Explicita Fernando Borges Mânica, que "no que se refere à jurisprudência, pode-se verificar uma linha de transição. Após longo período de entendimento segundo o qual não cabe ao Judiciário intervir na definição de quaisquer políticas públicas, por óbice decorrente do princípio da separação de poderes e da discricionariedade administrativa, algumas decisões passaram a conceber tal intervenção nos casos em que se discutisse a efetivação de direitos fundamentais. Passou-se a admitir, assim, a prevalência absoluta dos direitos fundamentais" (MÂNICA, 2007, p. 179).
Entretanto, continua Fernando Borges Mânica, aduzindo que "em face da limitação de recursos orçamentários e da consequente impossibilidade de efetivação de todos os direitos fundamentais sociais ao mesmo tempo, passou-se a sustentar, como restrição a tal intervenção do Poder Judiciário em caráter absoluto, a teoria da reserva do possível" (MÂNICA, 2007, p. 180).
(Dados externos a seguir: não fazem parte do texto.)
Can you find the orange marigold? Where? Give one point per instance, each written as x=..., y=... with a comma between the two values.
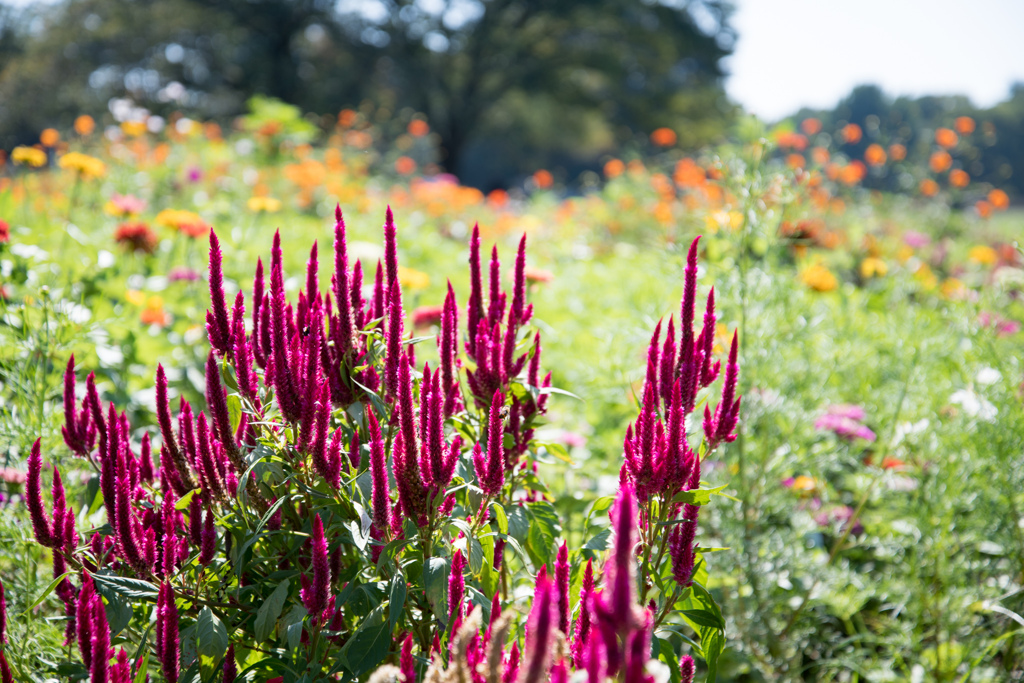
x=929, y=187
x=940, y=161
x=84, y=125
x=810, y=126
x=664, y=137
x=958, y=178
x=875, y=155
x=998, y=200
x=418, y=128
x=544, y=179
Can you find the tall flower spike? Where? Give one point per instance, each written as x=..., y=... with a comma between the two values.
x=170, y=447
x=457, y=586
x=407, y=663
x=378, y=472
x=100, y=642
x=34, y=499
x=581, y=637
x=394, y=331
x=562, y=585
x=390, y=249
x=167, y=626
x=315, y=597
x=342, y=294
x=540, y=632
x=686, y=669
x=216, y=321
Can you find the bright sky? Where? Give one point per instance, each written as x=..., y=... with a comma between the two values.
x=812, y=52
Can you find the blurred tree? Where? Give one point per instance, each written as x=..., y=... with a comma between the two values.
x=567, y=78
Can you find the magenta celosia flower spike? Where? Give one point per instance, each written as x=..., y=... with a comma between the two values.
x=540, y=632
x=100, y=642
x=167, y=629
x=390, y=249
x=457, y=586
x=3, y=615
x=216, y=321
x=407, y=663
x=378, y=472
x=34, y=499
x=686, y=669
x=342, y=292
x=562, y=586
x=581, y=636
x=315, y=597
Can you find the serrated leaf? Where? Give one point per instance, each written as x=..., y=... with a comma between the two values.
x=211, y=635
x=266, y=615
x=396, y=600
x=370, y=644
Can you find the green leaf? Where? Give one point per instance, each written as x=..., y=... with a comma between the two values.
x=211, y=635
x=49, y=589
x=396, y=600
x=500, y=517
x=435, y=574
x=370, y=644
x=235, y=412
x=696, y=496
x=544, y=528
x=266, y=615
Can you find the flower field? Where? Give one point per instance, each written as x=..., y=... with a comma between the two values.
x=750, y=415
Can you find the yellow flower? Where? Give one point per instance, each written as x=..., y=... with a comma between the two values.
x=984, y=255
x=819, y=278
x=88, y=167
x=267, y=204
x=413, y=279
x=872, y=266
x=30, y=156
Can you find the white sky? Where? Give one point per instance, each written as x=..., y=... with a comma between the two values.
x=812, y=52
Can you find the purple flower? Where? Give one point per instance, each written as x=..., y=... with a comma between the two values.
x=457, y=586
x=378, y=472
x=315, y=597
x=34, y=499
x=540, y=631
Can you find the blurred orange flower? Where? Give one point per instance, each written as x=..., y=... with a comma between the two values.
x=929, y=187
x=998, y=200
x=875, y=155
x=964, y=125
x=940, y=161
x=404, y=165
x=84, y=125
x=851, y=133
x=664, y=137
x=810, y=126
x=945, y=137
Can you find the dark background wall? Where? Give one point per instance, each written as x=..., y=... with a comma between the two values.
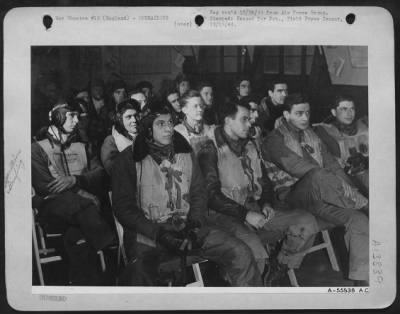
x=58, y=72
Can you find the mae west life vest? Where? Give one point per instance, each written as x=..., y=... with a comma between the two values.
x=310, y=139
x=71, y=161
x=163, y=190
x=196, y=141
x=349, y=143
x=238, y=182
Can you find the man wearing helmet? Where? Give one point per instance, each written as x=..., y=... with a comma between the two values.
x=67, y=180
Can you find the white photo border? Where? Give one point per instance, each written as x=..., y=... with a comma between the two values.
x=23, y=29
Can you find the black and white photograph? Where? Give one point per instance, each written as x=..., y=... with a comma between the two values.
x=196, y=166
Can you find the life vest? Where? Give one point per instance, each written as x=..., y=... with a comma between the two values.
x=196, y=140
x=163, y=190
x=73, y=161
x=239, y=183
x=310, y=139
x=357, y=142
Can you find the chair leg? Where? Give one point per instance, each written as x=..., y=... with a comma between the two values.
x=36, y=252
x=197, y=274
x=329, y=248
x=102, y=262
x=292, y=277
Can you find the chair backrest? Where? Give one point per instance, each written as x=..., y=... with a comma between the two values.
x=120, y=233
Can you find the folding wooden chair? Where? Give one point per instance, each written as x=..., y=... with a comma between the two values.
x=325, y=244
x=190, y=260
x=42, y=254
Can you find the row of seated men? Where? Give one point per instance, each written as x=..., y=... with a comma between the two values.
x=221, y=191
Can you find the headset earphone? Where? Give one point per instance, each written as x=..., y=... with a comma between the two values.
x=55, y=116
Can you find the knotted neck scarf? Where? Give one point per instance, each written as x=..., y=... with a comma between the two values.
x=165, y=157
x=198, y=129
x=239, y=149
x=160, y=153
x=350, y=129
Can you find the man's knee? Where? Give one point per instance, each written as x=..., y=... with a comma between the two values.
x=304, y=225
x=358, y=223
x=238, y=250
x=317, y=175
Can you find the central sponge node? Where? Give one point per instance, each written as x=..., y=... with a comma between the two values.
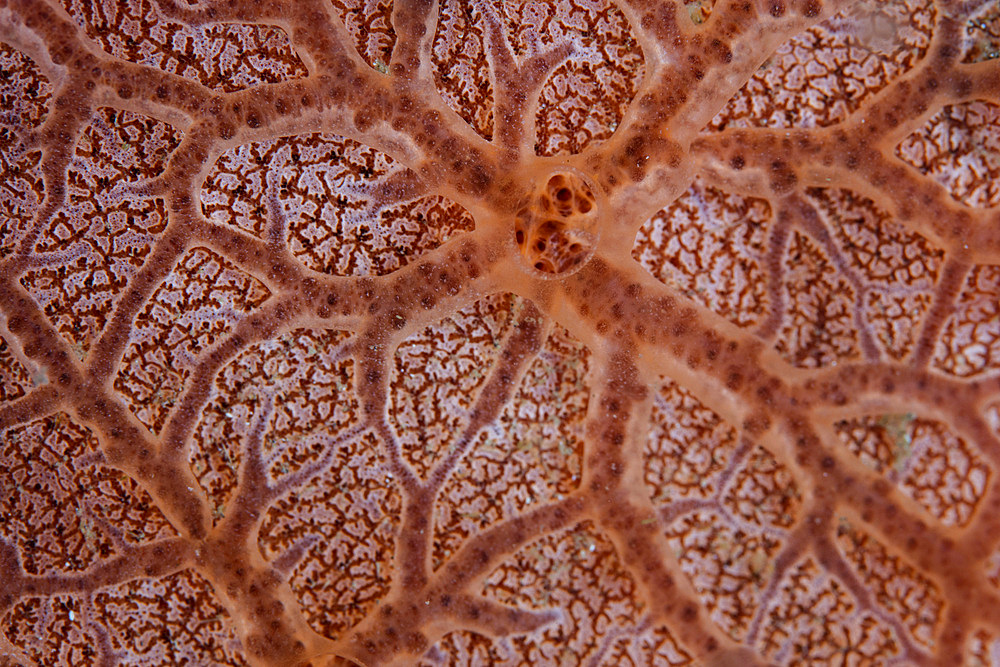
x=556, y=228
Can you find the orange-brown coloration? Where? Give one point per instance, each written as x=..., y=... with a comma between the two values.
x=407, y=332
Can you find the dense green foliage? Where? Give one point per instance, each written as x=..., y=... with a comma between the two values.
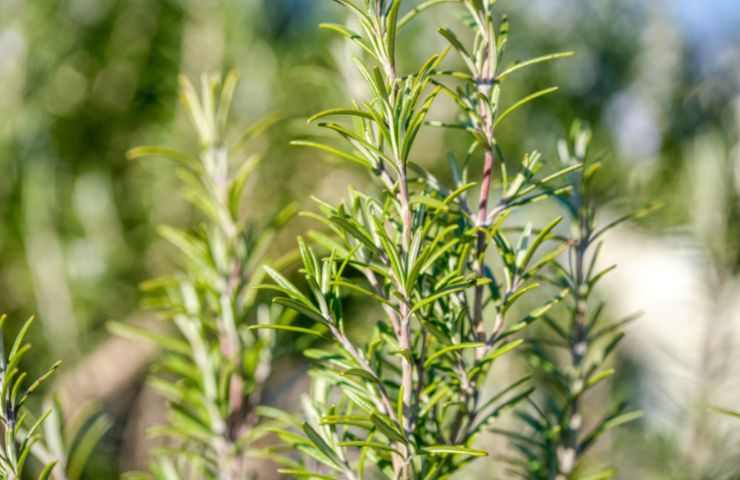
x=494, y=310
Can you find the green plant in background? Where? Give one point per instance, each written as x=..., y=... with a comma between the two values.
x=572, y=357
x=22, y=430
x=408, y=402
x=213, y=371
x=70, y=443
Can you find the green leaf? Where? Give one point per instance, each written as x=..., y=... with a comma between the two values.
x=452, y=348
x=454, y=450
x=386, y=427
x=544, y=58
x=334, y=151
x=321, y=444
x=352, y=112
x=287, y=328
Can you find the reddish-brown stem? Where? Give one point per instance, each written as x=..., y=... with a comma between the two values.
x=478, y=326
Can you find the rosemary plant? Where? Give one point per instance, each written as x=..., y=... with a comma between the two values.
x=573, y=358
x=408, y=402
x=21, y=431
x=213, y=370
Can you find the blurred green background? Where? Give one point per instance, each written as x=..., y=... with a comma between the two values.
x=82, y=81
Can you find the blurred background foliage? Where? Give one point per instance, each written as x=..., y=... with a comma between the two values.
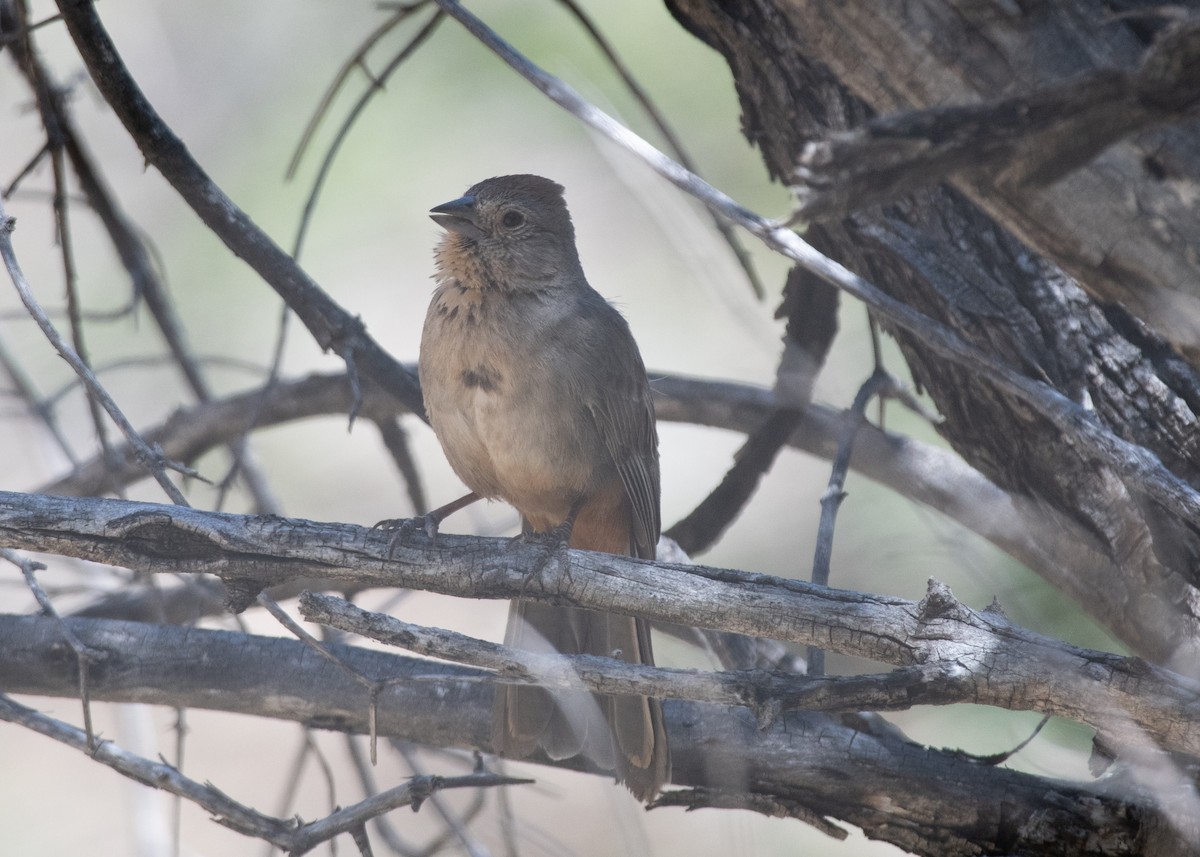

3. TEORIA DA RESERVA DO POSSÍVEL E O MÍNIMO EXISTENCIAL


Nas palavras de Cármen Lúcia Antunes Rocha, "a doutrina concebeu o princípio reserva do possível, segundo o qual a prática das políticas públicas somente poderia ser responsabilizada e cobrada dos agentes, órgãos e agentes públicos quando houvesse recursos disponíveis para a operacionalização dos serviços a serem prestados à sociedade conforme a demanda a ser satisfeita. Não é que os direitos sociais somente existiriam se e quando houvesse recursos bastantes para garantir o cumprimento dos serviços públicos, como os quais as providências que os assegurassem estivessem disponíveis, mas que eles não se efetivariam pelo Estado, não podendo dele ser cobrado" (ROCHA, 2005, p. 454).
A reserva do possível tem sido utilizada, portanto, como mecanismo de defesa do Estado sempre que este se vê na possibilidade de sofrer coação, por intermédio do Poder Judiciário, consistente em fazer valer o comando constitucional de implementação dos direitos sociais.
Nesse sentido, como fazer para compatibilizar os direitos sociais e a real situação de dificuldade financeira estatal?
A doutrina tem aduzido a existência de um "mínimo existencial", que seria um padrão básico de dignidade inerente a todas as pessoas. Tal padrão estaria longe da aplicabilidade de todos os direitos sociais previstos constitucionalmente, mas deve servir como critério de aferição da possibilidade de coercibilidade da decisão judicial na discricionariedade administrativa. Cármen Lúcia Antunes Rocha, nesse sentido, estabelece que "não se pode responsabilizar o ente público ou o governante por não despender o dinheiro que não tem. Mas não há de deixar de responsabilizá-lo por traduzir mal as demandas sociais e por aplicar pessimamente os recursos financeiros, arredando-se do constitucionalmente definido como prioritário" (ROCHA, 2005, 456).

3. CONCLUSÕES


Conclui-se, portanto, que os direitos sociais, infelizmente, possuem sua efetividade mitigada por conta da falta de recursos estatais. No entanto, todo desrespeito ao comando do que é tido por essencial na aplicação do orçamento público pode e deve ser corrigido pelo Judiciário. Além disso, o Judiciário pode também ser invocado sempre que uma pessoa se veja abaixo do mínimo para uma existência minimamente digna, o que seria incompatível com os fundamentos do Estado brasileiro e dos direitos humanos já consagrados.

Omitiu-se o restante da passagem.